Mi padre fue el arquitecto de su propia vida, y también ayudó a muchas personas desde cualquier cargo público en donde sirvió. Su referencia política eran los ideales que enarboló Don Javier Rojo Gómez. Mi padre era muy joven cuando se conocieron. Don Javier, como Gobernador del territorio, estaba convencido que había que formar cuadros de políticos jóvenes emanados de esta tierra. De Don Javier, también aprendió el ritmo de trabajo cuando se servía al pueblo: a la hora que fuera, cuantas veces fuera necesario; el servidor público debía estar pendiente y atento de las necesidades del pueblo. “HPP” y sonreía orgulloso, “Soy un Hombre Para el Pueblo”, decía.

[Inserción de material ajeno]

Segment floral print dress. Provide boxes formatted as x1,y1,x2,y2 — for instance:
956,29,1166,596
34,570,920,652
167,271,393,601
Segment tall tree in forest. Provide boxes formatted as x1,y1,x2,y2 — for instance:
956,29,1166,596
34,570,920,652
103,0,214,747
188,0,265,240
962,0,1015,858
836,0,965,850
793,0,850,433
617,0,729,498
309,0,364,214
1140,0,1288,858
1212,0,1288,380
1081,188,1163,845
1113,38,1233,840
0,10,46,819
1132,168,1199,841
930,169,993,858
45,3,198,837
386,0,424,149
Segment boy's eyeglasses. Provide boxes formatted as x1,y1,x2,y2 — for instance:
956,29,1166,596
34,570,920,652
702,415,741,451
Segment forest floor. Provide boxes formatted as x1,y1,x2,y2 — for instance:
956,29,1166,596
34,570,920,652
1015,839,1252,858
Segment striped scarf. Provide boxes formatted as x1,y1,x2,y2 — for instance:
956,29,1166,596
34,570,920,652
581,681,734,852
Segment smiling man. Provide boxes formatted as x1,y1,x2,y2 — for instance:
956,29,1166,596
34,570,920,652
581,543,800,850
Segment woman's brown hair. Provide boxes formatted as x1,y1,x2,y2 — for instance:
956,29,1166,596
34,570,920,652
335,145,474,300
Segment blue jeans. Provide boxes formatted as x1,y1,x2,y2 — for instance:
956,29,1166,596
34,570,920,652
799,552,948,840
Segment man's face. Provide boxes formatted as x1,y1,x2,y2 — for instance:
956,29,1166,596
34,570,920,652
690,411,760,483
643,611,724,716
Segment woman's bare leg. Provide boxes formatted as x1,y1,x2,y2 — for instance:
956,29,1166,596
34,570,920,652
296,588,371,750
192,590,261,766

En los últimos meses de su vida, repasaba cómo había sido su esfuerzo por lograr la candidatura por el partido Movimiento de Regeneración Nacional a la presidencia municipal de Othón P. Blanco, Quintana Roo, cargo de elección popular que ganó en las elecciones de 2018 con más de 46 mil votos. “iArrasamos!”, exclamó emocionado con el puño cerrado en alto al filo de la medianoche de aquel domingo 1 de julio de 2018. Lo decía con esa emoción en el rostro que jamás perdió. Poco después, aún emocionado, confesó: “La verdad, cuando me dieron la constancia de mayoría en el Consejo Municipal Electoral, sentí que me invadía en todo el cuerpo un sentimiento de orgullo, así… no sé cómo describirlo”.
Cuando se metió de lleno en el Movimiento de Regeneración Nacional, lo hizo convencido, como estuvo siempre, con la Ideología y principios de su máximo exponente. Fuerte física y mentalmente, enfrentó de nuevo los intereses de quienes buscan solamente la membresía para llegar al poder y sostenerse unos cuantos. Triunfante, continuó esforzándose por convencer a sus oponentes que, el mejor camino, el más digno para un político, era gobernar para todos y no servirse del pueblo. Enarbolaba siempre la bandera de la honestidad y la justicia para todos. Equivocadamente sus opositores se mostraron ante todos, definiendo su historia, lejana al interés colectivo de recuperar el rumbo y salir adelante todos: no mentir, no robar, no traicionar...
Cómo lo recuerdo, presto a responder cualquier pregunta. De pie frente a un micrófono con esa voz serena, sabia, y que guía, producto de la experiencia. Sentado con un libro y una pluma entre las manos. Joven de alma, como él se decía, repitiendo una y otra vez que “el que cree que lo sabe todo no sabe nada”. Afectada su salud de manera sorpresiva, pensaba que no podría cumplirle a quienes depositaron en él sus esperanzas, y yo le respondía que ellos entenderían. Continuaba luchando en esa circunstancia, esa situación imprevista que trastocó sus compromisos y proyectos, que transcendió a su voluntad, y a la rebeldía de su mente y corazón, que le impulsaron para abanderar las demandas más sentidas de los ciudadanos.
Así lo recuerdo a un año de su partida. Un hombre que luchó siempre hasta el final y que cerró sus ojos, como alguna vez me dijo, convencido y satisfecho de haber cambiado cuando menos una de tantas conciencias para luchar por los sueños de todos.